Dentro del cuarto, donde estaban encerrados Villa y Obregón, el Centauro fue derrotado por la hábil psicología del sonorense.
Villa se acercó a él. Le aceptó un cigarrillo y al terminar de encenderlo le espetó:
—Francisco Villa no es un traidor; Francisco Villa es un hombre de honor y de palabra, y nunca mata hombres indefensos ni mataría a ninguno de sus huéspedes; mucho menos a alguien como usted, que no me ha hecho nada y no tengo pruebas en su contra. Levántate, Álvaro, y vayamos a cenar, que ya se me pasó lo encabronado.
Por la puerta ingresó Fernando Talamantes, para informar la problemática que se vivía allá afuera. Al verlo, Villa le dijo:
— ¡Vamos, Fernando! Cancele todo que aquí no pasó nada. Hábleles a Ángeles y a Raúl Madero. Dígales que vamos a cenar todos juntos, como buenos amigos.
—¡Luz! —gritó Villa, llamando a su mujer. Obregón no salía del asombro de ver ese intempestivo cambio de carácter en el hombre que estuvo a punto de fusilarlo.
—Sí, Pancho.
—Tráete una jarra de limonada para mis amigos y dale un vaso grande a mi secretaria, que se debe haber asustado mucho por nuestro escándalo.
Durante la cena, que preparó personalmente Luz Corral, Villa se comportó de manera correcta. Nadie podía imaginarse que unos minutos antes estuvo a punto de mancharse las manos de sangre. El matrimonio Villa se desvivía por complacer a sus invitados. Obregón contaba chistes y anécdotas de su campaña por el oeste.
Esa misma noche se celebró un baile al que asistieron los generales de la División del Norte. Obregón bailó y tomó como si en verdad hubiera sido su último día. Eran las cuatro de la mañana y no dejaba de divertirse.
En el calor de las copas, sus subordinados Carlos Robinson y Manuel Talamantes le preguntaron qué era lo que en verdad había pasado en la casa de Pancho Villa. El ocurrente general contestó:
—El cabrón ordenó que me fusilaran por tener a Hill peleando en Sonora. Ya no la veía venir y me encomendé al San Venustiano de los cielos.
—¡Vaya que sí le escuchó, mi general!
—Aunque todavía no me siento a salvo, Carlos. El general Villa es re bailador y no vino al baile. Eso me da mala espina —dijo Obregón incorporándose para bailar una polka con una jovencita que lo fue a buscar.

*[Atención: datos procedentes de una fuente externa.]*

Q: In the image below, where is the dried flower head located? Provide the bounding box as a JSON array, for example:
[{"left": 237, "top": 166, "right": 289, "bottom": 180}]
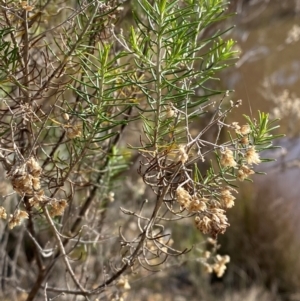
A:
[
  {"left": 220, "top": 148, "right": 237, "bottom": 167},
  {"left": 65, "top": 124, "right": 82, "bottom": 139},
  {"left": 62, "top": 113, "right": 70, "bottom": 121},
  {"left": 178, "top": 145, "right": 189, "bottom": 163},
  {"left": 26, "top": 157, "right": 42, "bottom": 177},
  {"left": 0, "top": 206, "right": 7, "bottom": 219},
  {"left": 49, "top": 199, "right": 68, "bottom": 217},
  {"left": 195, "top": 208, "right": 229, "bottom": 237},
  {"left": 29, "top": 190, "right": 45, "bottom": 207},
  {"left": 187, "top": 196, "right": 208, "bottom": 212},
  {"left": 237, "top": 165, "right": 254, "bottom": 181},
  {"left": 220, "top": 187, "right": 235, "bottom": 208},
  {"left": 246, "top": 146, "right": 261, "bottom": 165},
  {"left": 176, "top": 187, "right": 191, "bottom": 209},
  {"left": 8, "top": 210, "right": 28, "bottom": 229},
  {"left": 213, "top": 255, "right": 230, "bottom": 277}
]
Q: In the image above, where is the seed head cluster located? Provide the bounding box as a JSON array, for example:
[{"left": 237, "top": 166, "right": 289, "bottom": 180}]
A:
[
  {"left": 176, "top": 187, "right": 236, "bottom": 236},
  {"left": 4, "top": 157, "right": 67, "bottom": 229}
]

Momentos antes de la fiesta, Pancho Villa, mediante una junta con sus subordinados había decidido, por sugerencia de los generales Robles, Ángeles, Aguirre Benavides, Raúl Madero y Roque González Garza, perdonar la vida de Obregón. Los asesinos del grupo, Rodolfo Fierro, Manuel Banda y Tomás Urbina quedaron inconformes: querían a Obregón fusilado.
Obregón, de camino hacia a la Capital fue regresado para hablar con Villa, quien, por presión de su gente, quería de nuevo fusilarlo. Obregón lo convenció que nada tenía que ver con la destrucción de las vías hacia Saltillo. Eso era un pleito entre el Centauro y Carranza. De nuevo en su tren fue otra vez perseguido, pero burló a sus enemigos, llegando sano y salvo a Aguascalientes. Obregón escapó milagrosamente a la muerte en tres ocasiones seguidas en 1914, pero no a la cita definitiva con la huesuda, en la Bombilla, 14 años después.